AbstractFlash flooding from intense rainfall frequently results in major damage and loss of life across Africa. In the Sahel, automatic prediction and warning systems for these events, driven by Mesoscale Convective Systems (MCSs), are limited, and Numerical Weather Prediction (NWP) forecasts continue to have little skill. The ground observation network is also sparse, and very few operational meteorological radars exist to facilitate conventional nowcasting approaches. Focusing on the western Sahel, we present a novel approach for producing probabilistic nowcasts of convective activity out to six hours ahead, using the current location of observed convection.
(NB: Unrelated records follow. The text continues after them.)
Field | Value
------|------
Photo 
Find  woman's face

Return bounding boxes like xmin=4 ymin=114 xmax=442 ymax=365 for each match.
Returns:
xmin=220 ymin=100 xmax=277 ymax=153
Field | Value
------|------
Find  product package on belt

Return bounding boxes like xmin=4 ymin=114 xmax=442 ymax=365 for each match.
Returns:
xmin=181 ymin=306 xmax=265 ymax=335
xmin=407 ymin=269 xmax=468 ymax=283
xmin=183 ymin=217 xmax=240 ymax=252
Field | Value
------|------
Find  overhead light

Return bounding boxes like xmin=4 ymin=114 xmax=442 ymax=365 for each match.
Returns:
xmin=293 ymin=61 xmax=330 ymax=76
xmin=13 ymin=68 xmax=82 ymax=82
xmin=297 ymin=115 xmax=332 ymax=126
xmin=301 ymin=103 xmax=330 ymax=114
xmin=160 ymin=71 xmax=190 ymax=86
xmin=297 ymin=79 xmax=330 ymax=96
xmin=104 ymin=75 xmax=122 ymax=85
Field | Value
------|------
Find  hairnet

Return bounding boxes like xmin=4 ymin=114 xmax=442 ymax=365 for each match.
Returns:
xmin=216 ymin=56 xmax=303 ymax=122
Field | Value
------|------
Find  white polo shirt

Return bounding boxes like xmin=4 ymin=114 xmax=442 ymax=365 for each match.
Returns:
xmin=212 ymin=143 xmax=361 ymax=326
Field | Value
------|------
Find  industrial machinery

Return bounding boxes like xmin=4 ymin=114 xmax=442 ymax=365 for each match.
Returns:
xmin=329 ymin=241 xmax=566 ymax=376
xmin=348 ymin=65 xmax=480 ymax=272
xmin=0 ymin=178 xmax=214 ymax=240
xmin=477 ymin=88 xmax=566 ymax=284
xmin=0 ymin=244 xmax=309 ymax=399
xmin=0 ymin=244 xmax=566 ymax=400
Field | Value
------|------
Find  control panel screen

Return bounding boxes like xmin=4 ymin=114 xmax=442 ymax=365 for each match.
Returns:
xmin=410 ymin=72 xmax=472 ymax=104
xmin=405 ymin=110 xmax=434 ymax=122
Convective parts of the MCS, associated with extreme and heavy precipitation, are identified from 16 years of Meteosat Second Generation thermal–infrared cloud‐top temperature data, and an offline database of location‐conditioned probabilities calculated. From this database, real‐time nowcasts can be quickly produced with minimal calculation. The nowcasts give the probability of convection occurring within a square neighbourhood surrounding each grid point, accounting for the inherent unpredictability of convection at small scales. Compared to a climatological reference, formal verification approaches show the nowcasts to be skilful at predicting convective activity over the study region, for all times of day and out to the six‐hour lead time considered. The nowcasts are also skilful at capturing extreme 24‐hour rain gauge accumulations over Dakar, Senegal. The nowcast skill peaks in the afternoon, with a minimum in the evening. We find that the optimum neighbourhood size varies with lead time, from 10 km at the nowcast origin to around 100 km at a six‐hour lead time. This simple and skilful nowcasting method could be highly valuable for operational warnings across West Africa and other regions with long‐lived thunderstorms, and help to reduce the impacts from heavy rainfall and flooding.